Context-Aware Systems refer to a category of software systems that can automatically adapt their behavior at run-time as a response to changes in the surrounding context. One major challenge in designing such systems is to provide sufficient and appropriate layers of abstraction to ensure independent specification for software entities and their provided services from parts related to adaptation (context and its management). In this context, Component-Based Software Engineering (CBSE) is viewed as an opportunity to deal with the increasing complexity of context-aware software. However, by moving to the component-based area (Vale et al., 2016), new challenges and obstacles appear such as maintaining the global consistency of the component-based models. Therefore, all relevant properties of software components must be precisely and formally described.

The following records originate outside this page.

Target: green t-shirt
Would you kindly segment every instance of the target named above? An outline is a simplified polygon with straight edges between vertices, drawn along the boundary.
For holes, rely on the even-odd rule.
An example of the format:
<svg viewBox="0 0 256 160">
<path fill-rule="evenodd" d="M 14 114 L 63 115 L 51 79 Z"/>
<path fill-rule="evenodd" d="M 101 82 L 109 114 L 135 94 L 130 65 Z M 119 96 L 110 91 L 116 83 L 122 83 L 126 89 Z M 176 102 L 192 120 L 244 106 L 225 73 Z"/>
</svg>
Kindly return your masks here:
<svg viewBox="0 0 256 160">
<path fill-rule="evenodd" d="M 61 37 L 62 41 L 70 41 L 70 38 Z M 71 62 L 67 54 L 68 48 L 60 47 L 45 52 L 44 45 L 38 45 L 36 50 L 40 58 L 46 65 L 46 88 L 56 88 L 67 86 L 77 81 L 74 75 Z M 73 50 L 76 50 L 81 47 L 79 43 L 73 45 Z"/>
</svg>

In conventional model-based development work-flows (Ray et al., 2011), design models are first constructed and then verified against functional requirements (specifications of what the system must or must not do). Otherwise, requirements related to the non-functional aspects of system behavior are typically reasoned about, if at all, in a specific adhoc manner, despite that it is critical to ensure correct and unambiguous system behavior. Falling to meet any property can lead to system failure in satisfying internal business, users, or market needs or do not fulfill mandatory qualities imposed by clients. Few conceptual models offer mechanisms for modeling and validating non-functional requirements. A commonly accepted approach to the semantics of such requirements is also missing. Therefore, developing a semantic framework to model and design context-aware systems as well as verifying their inherent properties by ensuring both functional and non-functional correctness are major issues. Recently, many studies have concentrated on the expression of functional and non- functional properties, but they lack formality and precise semantics. The context-aware computing community increasingly recognizes the benefits of formal methods (Han & Youn, 2012) in the description of static and dynamic features of computing environments, as well as the verification of correctness properties of both the specification and the system prototype. Rewriting logic (Meseguer, 1992) via its implementation language Maude (M. Clavel et al., 2005) is an adequate candidate for the definition of the semantic basis of non-functional properties framework.

Authors objective through the present work is to present a formal framework for the specification and validation of non-functional requirements, taking into account the specific needs of a context-aware system. The proposed framework provides customized concepts to integrates non-functional requirements design and validation in the development process. Based on these semantic concepts, a formal semantics is then associated via the definition of a formal specification language: CTXs-Maude (for ConTeXt-aware Systems using Maude). The concrete syntax of CTXs-Maude language is then associated with an operational semantics that makes its specification executable. Hence, providing a formal simulation of system execution and offering systems designers the ability to perform automatic verification and validation of non-functional properties. Diverse terms have been used to refer to non-functional requirements. Some of them are “constraint”, “quality attributes”, “non-functional properties”, “quality of service”, “requirements” or “non-behavioral requirements”. This variability of terms about non-functional requirements comes from vocabularies of different domains, like software engineering, distributed systems or service-oriented programming (Belhajjame et al., 2018). In the case of context-aware systems, non-functional requirements concern the context in which the application is executed, the condition of triggering an adaptation as well as quality constraints imposed by the services. In this paper authors use Non-Functional Properties (NFPs) to refer to context-aware systems non-functional concepts.